Wie`s die zarten schlanken Arme reckt!
Hat ein Angesicht, so hold und schön,
wie ich meiner Lebtag nicht gesehn!
Könnt euch denken, Kinder, wie mir war!
Kalt ward mir und warm bis unters Haar.
Huhu, rief das Käuzchen, weich zurück!
Ist der Hexen bestes Meisterstück!
Schweige, Kauz, du böser Spuk der Nacht!
Hüte deinen jungen Flaum bedacht!
Näher kommt das Mädchen Wunderhold,
und das Krönlein scheint mir nun von Gold!
Wie ich zögre - soll ich bleiben, fliehn -
werden schwer die Füße mir und ziehn
mich zu Boden. Heimlich lacht es Hohn
in den Hecken - - Da, ein jäher Ton,
Erz auf Erz! War es ein Glockenschlag
vom Kapellchen, das schon lang zerbrach - ?

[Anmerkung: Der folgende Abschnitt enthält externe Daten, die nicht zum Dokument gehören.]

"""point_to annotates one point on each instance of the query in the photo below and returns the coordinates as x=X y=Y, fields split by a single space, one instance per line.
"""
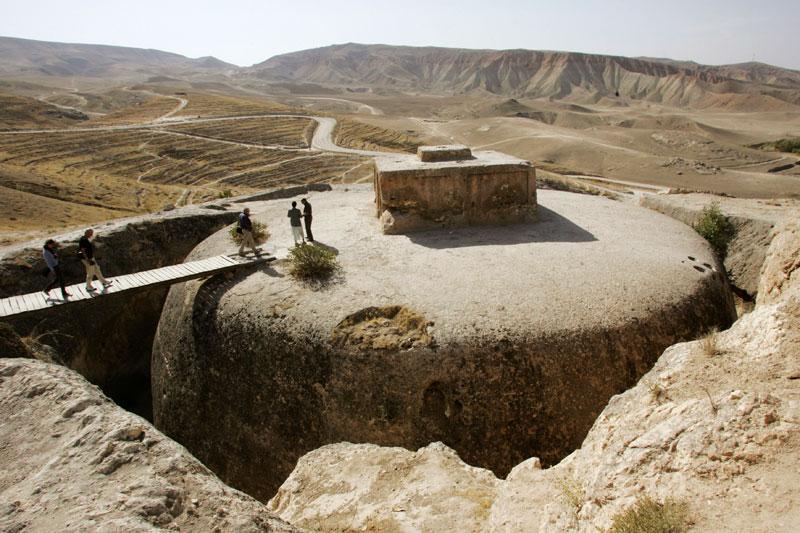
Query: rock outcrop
x=754 y=220
x=71 y=460
x=715 y=424
x=501 y=342
x=110 y=341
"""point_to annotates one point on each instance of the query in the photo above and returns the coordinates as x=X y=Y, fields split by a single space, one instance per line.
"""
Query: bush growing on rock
x=716 y=228
x=312 y=263
x=11 y=345
x=260 y=233
x=650 y=516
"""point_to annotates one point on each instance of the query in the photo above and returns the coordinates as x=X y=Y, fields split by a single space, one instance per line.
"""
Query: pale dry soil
x=589 y=262
x=715 y=424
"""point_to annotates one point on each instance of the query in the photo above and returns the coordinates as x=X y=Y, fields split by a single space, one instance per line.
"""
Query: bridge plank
x=38 y=302
x=15 y=304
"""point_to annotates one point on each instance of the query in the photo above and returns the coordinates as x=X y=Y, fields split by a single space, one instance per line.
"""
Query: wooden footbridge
x=18 y=306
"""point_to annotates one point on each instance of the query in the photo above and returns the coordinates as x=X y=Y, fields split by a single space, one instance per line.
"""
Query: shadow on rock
x=551 y=227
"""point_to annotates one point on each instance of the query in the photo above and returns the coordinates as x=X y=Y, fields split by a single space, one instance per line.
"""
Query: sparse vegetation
x=716 y=228
x=11 y=345
x=556 y=182
x=657 y=392
x=313 y=263
x=292 y=132
x=572 y=493
x=356 y=134
x=648 y=515
x=260 y=233
x=789 y=145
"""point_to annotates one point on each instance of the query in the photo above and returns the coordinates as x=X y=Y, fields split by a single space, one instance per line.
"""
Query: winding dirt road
x=322 y=139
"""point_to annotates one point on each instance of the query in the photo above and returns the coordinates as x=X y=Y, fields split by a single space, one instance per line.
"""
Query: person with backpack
x=50 y=254
x=307 y=219
x=245 y=229
x=297 y=226
x=86 y=254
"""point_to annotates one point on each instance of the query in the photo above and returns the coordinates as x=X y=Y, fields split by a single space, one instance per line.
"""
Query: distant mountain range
x=19 y=57
x=528 y=73
x=514 y=73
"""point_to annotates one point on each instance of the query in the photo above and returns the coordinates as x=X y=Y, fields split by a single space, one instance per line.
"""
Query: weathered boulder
x=501 y=342
x=715 y=424
x=109 y=340
x=71 y=460
x=754 y=221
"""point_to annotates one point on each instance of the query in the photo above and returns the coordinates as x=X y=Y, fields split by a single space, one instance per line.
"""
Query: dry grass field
x=182 y=144
x=83 y=173
x=290 y=132
x=356 y=134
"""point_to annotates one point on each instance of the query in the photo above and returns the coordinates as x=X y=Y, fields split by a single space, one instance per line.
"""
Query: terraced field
x=203 y=104
x=284 y=131
x=355 y=134
x=85 y=176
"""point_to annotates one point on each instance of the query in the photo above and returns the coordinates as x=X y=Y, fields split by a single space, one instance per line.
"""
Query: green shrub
x=716 y=228
x=788 y=145
x=312 y=263
x=650 y=516
x=260 y=233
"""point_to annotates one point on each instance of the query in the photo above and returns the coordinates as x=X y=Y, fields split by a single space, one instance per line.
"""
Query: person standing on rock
x=86 y=253
x=297 y=227
x=246 y=227
x=307 y=219
x=50 y=254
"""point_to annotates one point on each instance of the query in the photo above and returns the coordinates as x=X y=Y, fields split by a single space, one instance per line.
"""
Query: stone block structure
x=449 y=186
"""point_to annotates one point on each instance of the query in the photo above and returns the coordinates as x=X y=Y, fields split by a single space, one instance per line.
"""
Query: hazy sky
x=249 y=31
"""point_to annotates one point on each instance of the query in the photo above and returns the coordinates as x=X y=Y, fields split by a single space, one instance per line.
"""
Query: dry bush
x=572 y=493
x=11 y=345
x=657 y=392
x=260 y=233
x=708 y=344
x=650 y=516
x=312 y=263
x=716 y=228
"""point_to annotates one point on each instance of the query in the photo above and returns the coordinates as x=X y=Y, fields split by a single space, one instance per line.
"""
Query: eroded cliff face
x=109 y=341
x=73 y=461
x=271 y=363
x=715 y=423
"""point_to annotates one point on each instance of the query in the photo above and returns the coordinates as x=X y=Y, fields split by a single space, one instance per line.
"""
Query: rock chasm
x=501 y=342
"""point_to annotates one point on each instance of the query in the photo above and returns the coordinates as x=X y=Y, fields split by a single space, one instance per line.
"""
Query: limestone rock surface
x=511 y=342
x=715 y=423
x=754 y=220
x=71 y=460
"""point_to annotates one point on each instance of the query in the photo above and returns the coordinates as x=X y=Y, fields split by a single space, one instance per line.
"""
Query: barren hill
x=29 y=57
x=558 y=75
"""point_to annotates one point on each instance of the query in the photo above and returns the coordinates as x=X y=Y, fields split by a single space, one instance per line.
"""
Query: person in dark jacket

Durch das Grün der Bäume seh ich grau
seiner Mauerreste im Verhau
von Gebüsche und verwachsenem Dorn.
Stille rings. An steingefaßtem Born
trink ich fiebernd aus der hohlen Hand,
nehme Stock und Ränzel auf im Sand
und bekreuze mich; Gott helfe mir!
Gütiger, was hört`und sah ich hier?
Wars ein Geisterspuk? Ein irrer Traum?
Einsam in den mondbeglänzten Raum
schritt ich fort und kam ins Morgenrot.
Fand ein Kirchlein, kniete hin und bot
meinem Schöpfer Lob und Dank! Ich schlief
im Gestühle bis die Glocke rief
und der Küster mich verwundert fand.
Draußen schien die Sonne hell ins Land.
In der Schenke sprach der Wirt bedacht:
Glück jehabt, war ja die Hexennacht!